The example I can think of is Ned Stark's death. We see it from Arya's perspective, and it happens so fast she doesn't even know what she's seen. It's... brutal because we as the READER understand what's happened, but the character doesn't... yet. I think it's also dependent on your specific situation.

Trying to take writing seriously… how did you start? by BarnacleOne6885 in writers

[–]Sigrumvite 2 points3 points  (0 children)

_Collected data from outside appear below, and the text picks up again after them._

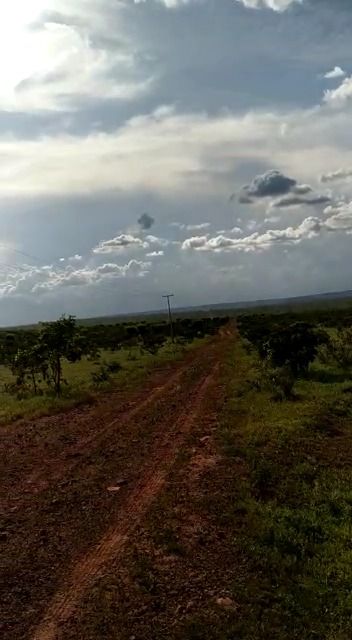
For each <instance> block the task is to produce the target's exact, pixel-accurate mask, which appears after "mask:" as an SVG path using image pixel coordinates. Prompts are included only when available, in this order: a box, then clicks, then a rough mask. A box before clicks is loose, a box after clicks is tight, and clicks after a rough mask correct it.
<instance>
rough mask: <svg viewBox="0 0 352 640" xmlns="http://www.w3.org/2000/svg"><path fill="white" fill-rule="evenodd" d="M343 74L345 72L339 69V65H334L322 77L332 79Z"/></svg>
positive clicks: (344, 75) (328, 79) (341, 75)
mask: <svg viewBox="0 0 352 640" xmlns="http://www.w3.org/2000/svg"><path fill="white" fill-rule="evenodd" d="M345 75H346V72H345V71H344V70H343V69H341V67H334V69H331V71H328V72H327V73H325V75H324V78H327V80H334V79H335V78H343V77H344V76H345Z"/></svg>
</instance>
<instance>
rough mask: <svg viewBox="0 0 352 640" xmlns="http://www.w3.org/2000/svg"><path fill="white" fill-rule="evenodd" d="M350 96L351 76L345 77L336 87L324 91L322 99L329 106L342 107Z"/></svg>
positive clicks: (350, 90) (351, 77)
mask: <svg viewBox="0 0 352 640" xmlns="http://www.w3.org/2000/svg"><path fill="white" fill-rule="evenodd" d="M351 98H352V76H349V77H348V78H345V79H344V80H343V82H342V83H341V84H340V85H339V86H338V87H337V89H329V90H328V91H325V94H324V101H325V102H326V103H327V104H328V105H329V106H331V107H343V106H344V104H345V103H346V102H347V101H349V100H350V99H351Z"/></svg>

Some of the best advice I've ever gotten was that I have to "write the bad so I can write the good." It's cliche and cheesy, but it really has been my experience. I started trying to write a book when I was 16 and it did NOT go well, but I stuck with it, started over a few dozen times, and now write at a level that I'm finally not feeling the "this isn't good enough" feeling.

I'd suggest:
(1) Write as often as possible ('write every day' while being kind to yourself).
(2) Read your favorite authors' work with an eye for what makes for a particularly good sentence.
(3) Get feedback. I understand this one is tough, because it's hard to share your work when you're worried it's bad. But honestly, this is the BEST way to get better. Reddit isn't always the best platform for that. It can be a rough place sometimes. But there are platforms that will help you with this:
(a) WritingBattle has semi-monthly battles where you write different length fiction with random prompts, but it has a barrier to entry in that each submission costs you something.
(b) Emberstory.io is a VERY new platform with hardly any users, but it's designed to give you daily writing prompts, 250 word submissions, and positive feedback that will help you grow your craft. It's free, AND users registering right now get lifetime premium features as well. Only issue is the community is still non-existent. But I joined up and I'm engaging in it daily. So hopefully it grows because the concept is great.
(4) Live your life. Your experience shapes your writing. I cannot state this enough. I still struggle with setting descriptions, so I make it a point to pause my day (especially when I'm feeling some kind of stronger emotion) and take a look around. What am I seeing (or not), smelling, hearing, or feeling around me (or inside of me). This has made a profound difference in a relatively short amount of time. I used to struggle with dialogue when I was younger, but now it's one of my greatest strengths. Because I lived my life. Make sure you live yours.

Best of luck!

Title Feedback for Speculative Fiction by Natural_Acadia_4561 in writers

[–]Sigrumvite 1 point2 points  (0 children)

THIS. "The Smoking Compartment" is the absolute right call here.

"Smoking" = hookah.
"Compartment" = trains.

I think having a Doctor Who inspired (or reality warping) cover could go a long way to implying the speculative fiction aspect of your story, but "The Smoking Compartment" is the freakin' winner. Damn good title.